Generally speaking, women will often go to great lengths to preserve and extend the euphoria the attention they received in their younger years gave to them. Men (in general) do much the same on many levels with regard to loss of youthful vigor and physical prowess and that leads to the crux of my point…
The denizens of the Manosphere overvalue male wealth and resource accumulation (and their control of the same) as a coping mechanism for male insecurities with regard to aging. Women (in general) tend to value a man’s ability to support her and any children she may have as much or more than his physical attractiveness.
Many men also tend to value a woman’s physical attractiveness over her ability to accumulate wealth and resources or her accomplishments (college education, career, income, etc.). Some men even place a woman’s looks over her ability to be a good homemaker and mother.
It seems natural to conclude that overvaluing male wealth and resources is a great way to keep women in line.
According to Manosphere thinking that is…
The truth is that physical attractiveness, like wealth and resource accumulation, has no wall. These things morph over time. Different people place value on different things as they age.
There are very attractive and sexy older women who are accomplished and have considerable value beyond beauty and fertility. The wise and intelligent men of real value and means tend to find and marry these women.
Just like a younger man will eventually trade in some of his physical strength, vitality, and good looks for wisdom and wealth, younger women (if they are wise) will trade in their youthful pulchritude and fertility at its height to become a mother and a wife.
They will gain the security a good man provides. A man who is on his purpose in life and who appreciates a good, quality woman for who she is and not just on what she looks like now or how she will look in 10 or 20 years hence.

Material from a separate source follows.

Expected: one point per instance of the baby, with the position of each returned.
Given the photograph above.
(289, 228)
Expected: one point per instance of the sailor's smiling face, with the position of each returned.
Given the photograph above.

Of course, intelligent people don’t attach too much value to any one aspect of a potential mate. This is the fallacy of the Manosphere tenet of “women hitting the wall”.
There is more to a woman than her physical beauty and more to a man than his wallet. Shallow people never learn this salient lesson.
Of course, many denizens of the Manosphere have already hit their own metaphorical wall as most of them are not the men of means they purport themselves to be in online forums and YouTube videos.
Most of these so-called men are just bitter, jaded, bums. Even the Manosphere denizens that actually have wealth and resources tend to be insecure men suffering from aggrieved entitlement on some level.
It’s a classic case of psychological projection and it is pretty sad to witness.